Once again, we see that this data may contradict our dataset from above. There appears to be a positive correlation in our new dataset between more education and the development of dementia, where it was the opposite in both datasets above. However, these correlations are still all relatively low, so we would need more data to truly determine the significance of education. We also recognize there may be some confounding factors at play here, which we want to consider when making any conclusion using our data.

From this correlation matrix, we see that none of the correlation are strong, except to themselves and male/female, which is -1 (because you must be recorded as one or the other). This is to be expected since we are examining a complex disease that even neuroscientists are unsure of its causes. We also need to remember that all of our data comes from humans, who are extremely variable in their genetic makeup, environment, and lifestyle, all of which contribute to confounding variables. However, the highest correlation appears to be between “last MMSE score” and “cog_status_num”, which is a binary column with 1 representing dementia and 0 representing no dementia.

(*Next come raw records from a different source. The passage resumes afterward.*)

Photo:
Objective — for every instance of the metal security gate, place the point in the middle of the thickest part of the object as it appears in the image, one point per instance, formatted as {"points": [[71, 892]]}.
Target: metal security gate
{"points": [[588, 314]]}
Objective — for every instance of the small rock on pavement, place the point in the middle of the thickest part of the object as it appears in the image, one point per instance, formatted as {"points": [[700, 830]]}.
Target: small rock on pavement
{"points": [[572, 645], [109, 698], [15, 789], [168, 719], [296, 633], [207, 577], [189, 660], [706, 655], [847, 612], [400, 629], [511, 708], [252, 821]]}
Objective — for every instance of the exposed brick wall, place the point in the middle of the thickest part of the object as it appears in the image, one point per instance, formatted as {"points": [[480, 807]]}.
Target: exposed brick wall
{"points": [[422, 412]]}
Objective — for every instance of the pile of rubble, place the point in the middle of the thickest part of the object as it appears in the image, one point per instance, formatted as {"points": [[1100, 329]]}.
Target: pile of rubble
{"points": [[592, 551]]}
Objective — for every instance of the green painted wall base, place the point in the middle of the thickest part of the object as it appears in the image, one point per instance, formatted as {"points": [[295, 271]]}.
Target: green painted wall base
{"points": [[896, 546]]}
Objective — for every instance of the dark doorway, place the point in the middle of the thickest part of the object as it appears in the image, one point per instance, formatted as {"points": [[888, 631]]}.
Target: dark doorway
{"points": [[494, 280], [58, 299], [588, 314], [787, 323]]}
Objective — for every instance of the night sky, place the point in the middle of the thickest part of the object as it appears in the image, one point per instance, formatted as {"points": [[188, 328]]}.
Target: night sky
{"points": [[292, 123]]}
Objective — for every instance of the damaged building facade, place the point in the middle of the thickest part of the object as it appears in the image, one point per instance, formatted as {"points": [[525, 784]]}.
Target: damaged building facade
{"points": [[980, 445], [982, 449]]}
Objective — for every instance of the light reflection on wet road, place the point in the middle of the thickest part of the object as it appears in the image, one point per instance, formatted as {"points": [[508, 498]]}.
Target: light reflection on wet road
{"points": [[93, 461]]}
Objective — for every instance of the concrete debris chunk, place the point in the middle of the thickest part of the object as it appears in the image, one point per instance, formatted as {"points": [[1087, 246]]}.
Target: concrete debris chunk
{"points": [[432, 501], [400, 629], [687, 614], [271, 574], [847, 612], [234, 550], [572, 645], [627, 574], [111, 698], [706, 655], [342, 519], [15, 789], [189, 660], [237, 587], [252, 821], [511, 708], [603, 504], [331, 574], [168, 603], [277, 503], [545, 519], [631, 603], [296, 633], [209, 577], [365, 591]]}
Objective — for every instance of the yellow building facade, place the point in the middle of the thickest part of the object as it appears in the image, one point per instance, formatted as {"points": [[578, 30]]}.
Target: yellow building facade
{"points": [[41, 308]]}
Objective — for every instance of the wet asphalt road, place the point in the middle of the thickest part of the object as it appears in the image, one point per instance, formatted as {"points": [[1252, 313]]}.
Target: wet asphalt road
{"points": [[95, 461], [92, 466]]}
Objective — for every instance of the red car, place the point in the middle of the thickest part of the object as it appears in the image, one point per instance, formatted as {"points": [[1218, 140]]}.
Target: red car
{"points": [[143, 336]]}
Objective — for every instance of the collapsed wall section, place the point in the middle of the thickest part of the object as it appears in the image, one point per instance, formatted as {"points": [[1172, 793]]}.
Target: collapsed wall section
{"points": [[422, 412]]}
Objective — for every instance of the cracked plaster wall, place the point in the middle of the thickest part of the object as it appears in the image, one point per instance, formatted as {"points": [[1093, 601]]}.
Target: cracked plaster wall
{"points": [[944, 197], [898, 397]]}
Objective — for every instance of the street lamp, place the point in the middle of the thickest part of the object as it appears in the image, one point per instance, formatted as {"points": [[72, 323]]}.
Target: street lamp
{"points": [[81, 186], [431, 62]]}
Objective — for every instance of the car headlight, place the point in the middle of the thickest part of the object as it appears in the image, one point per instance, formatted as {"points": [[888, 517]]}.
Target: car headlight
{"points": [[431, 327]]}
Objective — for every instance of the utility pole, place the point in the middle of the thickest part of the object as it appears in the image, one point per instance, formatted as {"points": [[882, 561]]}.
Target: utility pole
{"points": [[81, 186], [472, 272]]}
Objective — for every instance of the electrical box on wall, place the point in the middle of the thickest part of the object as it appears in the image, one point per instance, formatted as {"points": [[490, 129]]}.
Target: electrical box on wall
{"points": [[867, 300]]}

This informs us that moving forward in our prediction models, we should look at including the last MMSE score since it has a negative correlation with the cognitive status of -0.498.

Looking at MMSE (Mini Mental State Examination) Scores for Males/Females With/Without Dementia

The MMSE test is a means of measuring mental status and is one of the measures that might indicate dementia that is contained in both of our datasets. We wanted to attempt to compare the two datasets to see how findings differ.

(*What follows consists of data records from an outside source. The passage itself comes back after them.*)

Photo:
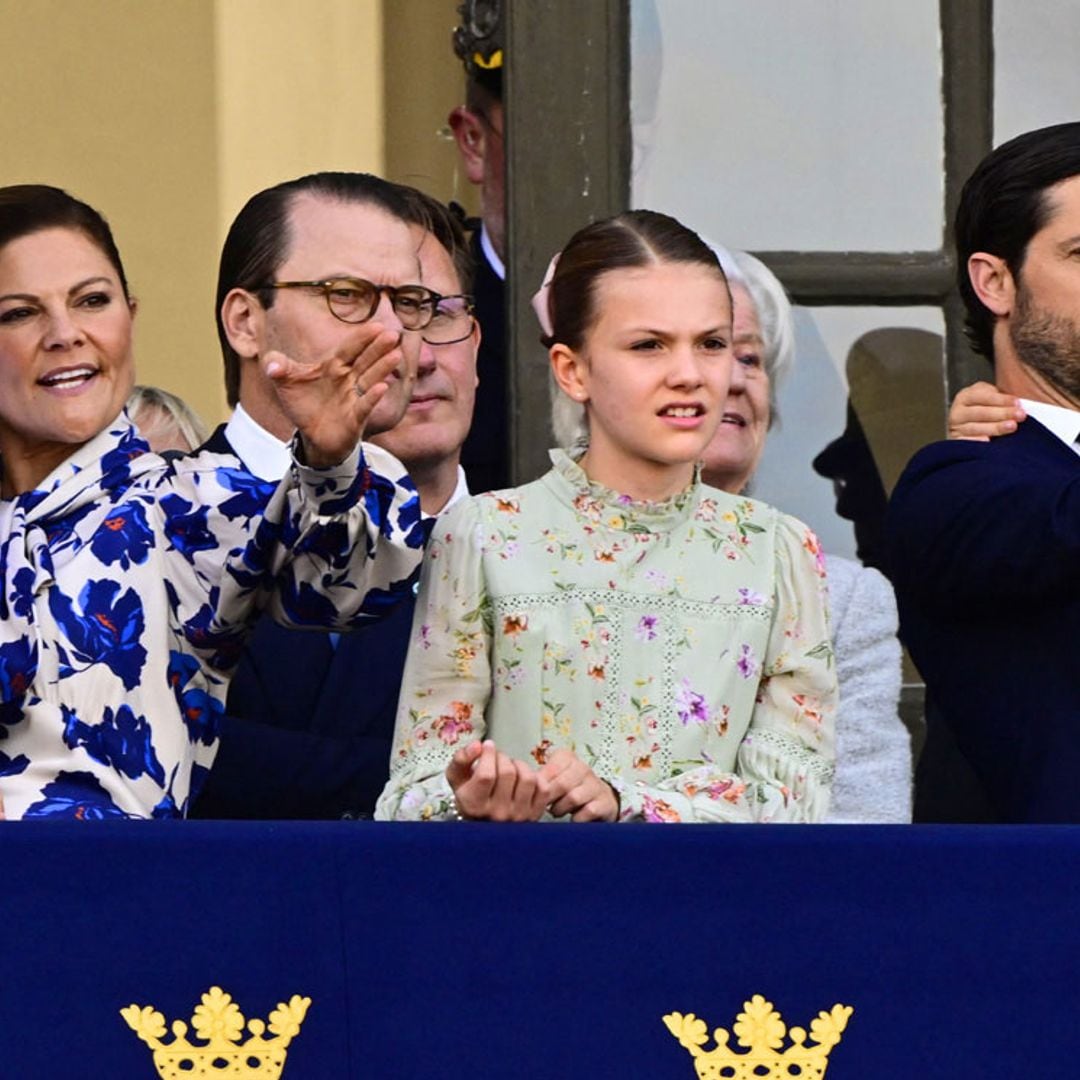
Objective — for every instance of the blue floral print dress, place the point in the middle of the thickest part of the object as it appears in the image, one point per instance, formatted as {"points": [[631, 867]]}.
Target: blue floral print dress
{"points": [[127, 584], [682, 649]]}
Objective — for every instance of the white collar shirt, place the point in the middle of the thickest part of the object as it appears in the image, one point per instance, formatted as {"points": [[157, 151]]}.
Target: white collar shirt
{"points": [[1064, 422]]}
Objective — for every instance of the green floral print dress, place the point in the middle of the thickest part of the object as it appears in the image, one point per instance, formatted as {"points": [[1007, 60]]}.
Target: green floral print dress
{"points": [[682, 649]]}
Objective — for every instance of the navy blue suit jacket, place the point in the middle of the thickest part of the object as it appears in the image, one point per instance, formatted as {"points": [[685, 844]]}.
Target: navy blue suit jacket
{"points": [[985, 558], [308, 727]]}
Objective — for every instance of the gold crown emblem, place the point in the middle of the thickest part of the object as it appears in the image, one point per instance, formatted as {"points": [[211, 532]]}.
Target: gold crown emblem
{"points": [[760, 1028], [219, 1023]]}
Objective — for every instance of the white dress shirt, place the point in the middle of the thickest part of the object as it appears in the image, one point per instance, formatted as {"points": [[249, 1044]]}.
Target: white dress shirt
{"points": [[1064, 422]]}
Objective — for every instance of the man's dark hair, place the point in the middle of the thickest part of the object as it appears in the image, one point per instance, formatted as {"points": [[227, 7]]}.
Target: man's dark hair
{"points": [[258, 240], [1003, 204], [446, 227], [32, 207]]}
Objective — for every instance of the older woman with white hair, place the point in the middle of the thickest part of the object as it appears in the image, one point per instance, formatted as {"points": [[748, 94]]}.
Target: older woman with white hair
{"points": [[873, 778]]}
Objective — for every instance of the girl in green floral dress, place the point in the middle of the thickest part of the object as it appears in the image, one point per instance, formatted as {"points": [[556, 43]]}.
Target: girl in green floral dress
{"points": [[617, 640]]}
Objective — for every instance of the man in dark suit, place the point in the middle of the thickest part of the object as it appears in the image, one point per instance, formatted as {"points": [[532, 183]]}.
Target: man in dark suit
{"points": [[985, 537], [310, 716], [478, 131]]}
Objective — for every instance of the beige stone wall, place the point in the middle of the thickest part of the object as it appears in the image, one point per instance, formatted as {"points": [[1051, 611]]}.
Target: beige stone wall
{"points": [[423, 81], [165, 115]]}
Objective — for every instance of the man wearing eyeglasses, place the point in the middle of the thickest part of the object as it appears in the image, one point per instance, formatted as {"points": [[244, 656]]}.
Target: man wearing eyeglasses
{"points": [[310, 716]]}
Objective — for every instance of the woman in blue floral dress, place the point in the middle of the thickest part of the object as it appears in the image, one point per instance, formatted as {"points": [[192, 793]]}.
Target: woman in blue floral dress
{"points": [[617, 640], [127, 582]]}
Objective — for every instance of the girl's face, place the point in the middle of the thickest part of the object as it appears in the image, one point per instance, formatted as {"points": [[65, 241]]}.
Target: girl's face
{"points": [[731, 457], [653, 374], [65, 351]]}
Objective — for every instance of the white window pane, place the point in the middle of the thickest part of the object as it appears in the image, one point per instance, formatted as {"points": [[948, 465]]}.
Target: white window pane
{"points": [[895, 385], [1036, 75], [778, 124]]}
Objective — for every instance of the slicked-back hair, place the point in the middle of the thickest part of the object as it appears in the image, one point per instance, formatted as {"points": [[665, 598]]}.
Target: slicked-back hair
{"points": [[31, 207], [637, 238], [258, 240], [446, 227], [1003, 204]]}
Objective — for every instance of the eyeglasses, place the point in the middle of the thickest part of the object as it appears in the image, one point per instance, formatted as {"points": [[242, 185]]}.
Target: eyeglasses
{"points": [[355, 300], [451, 322]]}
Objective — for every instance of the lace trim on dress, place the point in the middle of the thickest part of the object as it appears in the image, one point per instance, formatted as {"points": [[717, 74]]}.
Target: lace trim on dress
{"points": [[800, 757], [618, 512]]}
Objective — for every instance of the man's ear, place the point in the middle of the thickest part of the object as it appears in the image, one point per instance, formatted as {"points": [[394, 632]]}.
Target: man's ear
{"points": [[470, 136], [570, 372], [242, 318], [993, 282], [476, 337]]}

Using the Metadata dataset:

Using our previous MRI dataset:

MMSE describes a patient’s mental state with a high score of 30 and a low of 0. Our quick dive into MMSE allowed us to see that there is a significant difference between the MMSE of individuals with and without dementia. We also were able to see that our new dataset contains individuals who had a lower score on average, since each respective mean was lower than the means of MMSE per group in the three combined datasets We will have to do a bit more research into exactly what a point in the MMSE score represents to better understand these differences.

Age of Diagnosis and Years of Education

This exploratory plot suggests that, in this dataset, there does not appear to be a correlation with years of education and the age of dementia diagnosis. We have to take this with a grain of salt because a large amount of the data had to be dropped because there was no age of diagnosis recorded. However, this is definitely something worth exploring more because it plays into our question regarding the correlations between education and dementia diagnosis.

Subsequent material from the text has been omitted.